The second dividing line at Mar-a-Lago is tax. Trump has repeatedly promised to do his part 2017 Tax Cuts and Jobs Actwith its huge income and estate tax break, permanently. That should be it create a bonanza for wealthy Americans, including the dozen-odd billionaires on his top team.
He wants it too cut corporate taxes from 21 percent to 15 percent for American entities, end taxes on social security payments, tips and overtime and extend child care credits.

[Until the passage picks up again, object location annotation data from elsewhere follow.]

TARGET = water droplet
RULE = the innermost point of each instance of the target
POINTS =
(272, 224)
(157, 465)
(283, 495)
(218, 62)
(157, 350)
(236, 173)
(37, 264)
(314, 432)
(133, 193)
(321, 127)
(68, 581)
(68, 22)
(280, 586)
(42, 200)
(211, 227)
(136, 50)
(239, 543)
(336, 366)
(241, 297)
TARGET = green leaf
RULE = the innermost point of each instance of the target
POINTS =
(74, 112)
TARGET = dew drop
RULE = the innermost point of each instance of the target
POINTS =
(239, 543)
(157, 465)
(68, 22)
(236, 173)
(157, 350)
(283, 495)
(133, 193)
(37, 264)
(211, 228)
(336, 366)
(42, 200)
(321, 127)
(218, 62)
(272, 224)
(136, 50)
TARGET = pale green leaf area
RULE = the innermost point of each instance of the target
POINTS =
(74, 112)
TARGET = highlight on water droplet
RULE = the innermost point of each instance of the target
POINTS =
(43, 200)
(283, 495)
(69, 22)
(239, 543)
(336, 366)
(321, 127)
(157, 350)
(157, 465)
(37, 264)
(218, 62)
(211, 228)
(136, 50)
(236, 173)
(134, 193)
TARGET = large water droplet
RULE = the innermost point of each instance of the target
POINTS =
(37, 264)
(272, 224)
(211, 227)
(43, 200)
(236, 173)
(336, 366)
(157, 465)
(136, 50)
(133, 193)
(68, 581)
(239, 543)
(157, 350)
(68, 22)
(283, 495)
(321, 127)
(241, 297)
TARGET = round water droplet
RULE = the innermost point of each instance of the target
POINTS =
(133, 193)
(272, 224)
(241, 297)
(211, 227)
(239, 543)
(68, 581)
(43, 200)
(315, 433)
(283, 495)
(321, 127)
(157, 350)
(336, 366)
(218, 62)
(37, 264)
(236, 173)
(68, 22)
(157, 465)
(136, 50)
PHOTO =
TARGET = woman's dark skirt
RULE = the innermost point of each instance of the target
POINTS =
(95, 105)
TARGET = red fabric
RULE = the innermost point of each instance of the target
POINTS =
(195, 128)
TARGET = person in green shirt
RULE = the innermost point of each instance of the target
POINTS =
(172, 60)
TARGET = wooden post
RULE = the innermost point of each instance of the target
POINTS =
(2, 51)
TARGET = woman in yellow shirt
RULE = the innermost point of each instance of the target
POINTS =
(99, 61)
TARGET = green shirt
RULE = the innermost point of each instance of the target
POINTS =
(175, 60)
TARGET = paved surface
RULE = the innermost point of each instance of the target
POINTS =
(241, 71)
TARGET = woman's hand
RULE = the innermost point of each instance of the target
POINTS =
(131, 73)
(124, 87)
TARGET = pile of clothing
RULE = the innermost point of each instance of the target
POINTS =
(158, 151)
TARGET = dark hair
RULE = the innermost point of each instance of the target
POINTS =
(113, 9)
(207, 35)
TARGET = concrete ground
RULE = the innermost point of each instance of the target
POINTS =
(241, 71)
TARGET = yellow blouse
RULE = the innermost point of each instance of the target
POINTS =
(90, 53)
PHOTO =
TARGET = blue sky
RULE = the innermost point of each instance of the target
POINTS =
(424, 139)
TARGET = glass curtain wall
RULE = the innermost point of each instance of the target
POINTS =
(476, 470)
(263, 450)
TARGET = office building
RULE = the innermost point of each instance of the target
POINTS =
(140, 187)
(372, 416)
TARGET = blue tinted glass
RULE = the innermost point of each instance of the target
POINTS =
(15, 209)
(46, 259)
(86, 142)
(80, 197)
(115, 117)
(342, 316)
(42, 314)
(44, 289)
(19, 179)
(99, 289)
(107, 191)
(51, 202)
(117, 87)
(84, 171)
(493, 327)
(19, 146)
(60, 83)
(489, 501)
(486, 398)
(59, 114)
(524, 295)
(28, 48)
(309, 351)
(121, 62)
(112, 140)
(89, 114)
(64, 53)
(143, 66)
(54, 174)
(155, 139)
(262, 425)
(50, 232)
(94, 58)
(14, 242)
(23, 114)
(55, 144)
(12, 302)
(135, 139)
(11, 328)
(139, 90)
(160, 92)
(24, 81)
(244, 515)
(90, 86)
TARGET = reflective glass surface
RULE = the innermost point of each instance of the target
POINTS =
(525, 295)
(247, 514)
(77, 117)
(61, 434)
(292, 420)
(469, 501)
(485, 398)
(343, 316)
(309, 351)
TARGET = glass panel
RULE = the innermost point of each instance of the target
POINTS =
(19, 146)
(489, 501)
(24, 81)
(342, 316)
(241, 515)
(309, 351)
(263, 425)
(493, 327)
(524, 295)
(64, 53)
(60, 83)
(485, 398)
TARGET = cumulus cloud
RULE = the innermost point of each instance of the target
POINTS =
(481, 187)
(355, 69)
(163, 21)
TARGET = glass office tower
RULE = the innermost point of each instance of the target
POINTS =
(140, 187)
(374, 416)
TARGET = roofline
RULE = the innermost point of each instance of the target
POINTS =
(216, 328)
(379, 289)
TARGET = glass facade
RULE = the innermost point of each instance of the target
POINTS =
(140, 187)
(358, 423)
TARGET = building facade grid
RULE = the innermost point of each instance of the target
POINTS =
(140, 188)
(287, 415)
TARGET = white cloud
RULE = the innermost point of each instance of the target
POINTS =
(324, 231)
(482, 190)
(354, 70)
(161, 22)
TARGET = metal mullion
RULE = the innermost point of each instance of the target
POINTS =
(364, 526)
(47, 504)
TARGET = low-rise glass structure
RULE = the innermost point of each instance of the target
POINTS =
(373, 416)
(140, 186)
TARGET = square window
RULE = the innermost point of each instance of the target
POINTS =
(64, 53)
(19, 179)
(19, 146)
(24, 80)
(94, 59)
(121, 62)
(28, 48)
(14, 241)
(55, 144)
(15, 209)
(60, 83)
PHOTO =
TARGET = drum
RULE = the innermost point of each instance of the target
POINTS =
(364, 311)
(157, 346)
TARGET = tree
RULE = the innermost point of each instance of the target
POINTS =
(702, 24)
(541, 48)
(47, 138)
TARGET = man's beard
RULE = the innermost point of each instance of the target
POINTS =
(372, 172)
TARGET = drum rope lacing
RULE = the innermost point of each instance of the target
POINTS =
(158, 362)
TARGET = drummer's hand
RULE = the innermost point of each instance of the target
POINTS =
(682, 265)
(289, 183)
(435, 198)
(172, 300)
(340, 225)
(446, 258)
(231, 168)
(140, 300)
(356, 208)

I’m told that Bessent and others have told Trump that the resulting fiscal hole can be plugged with faster growth, tariff revenue and a $2tn in government spending that Musk has promised. There are also calls for tax increases on wealthy foundations.
However, it is nearly impossible to cut federal spending without reducing social security and defense spending, which Trump seems reluctant to do. And the extent of any tariff revenue is unclear. Trump may prefer to use the tariffs as a geopolitical threat more than anything else.
Moreover, growth alone is unlikely to plug the fiscal hole. And debt servicing costs could be higher than expected given the Fed’s signals that it is slowing the pace of rate cuts.
This left Bannon calling for more radical measures, including tax increases. “You have to tax the rich . . . (to) contain out-of-control debt,” he told a Republican dinner this week. Yes, true.
The reason? Bannon believes that the recent murder of a health care executive indicated that there is now so much anti-elite anger that it would be politically suicidal for Trump to squeeze the middle class while favoring the wealthy. He thinks it’s equally risky to ignore the bond markets.
Therefore, he said, “the neoliberal neocons must pay for what happened” – meaning that the “populist nationalists” must dominate the “Republican orthodox folk”.
Bannon’s argument about popular anger is accurate. But Trump’s problem is that raising taxes for the rich will scare “orthodox” Republicans in Congress. They will also anger many of the wealthy businessmen who are backing his bid for the presidency.
So the looming $36tn question is not just whether plutocrats or populists will win this fight; it’s also if the bond markets stay calm while it plays out.
In other words, this week’s debt ceiling battle could only be a prelude to bigger battles in 2025. Expect it to get ugly.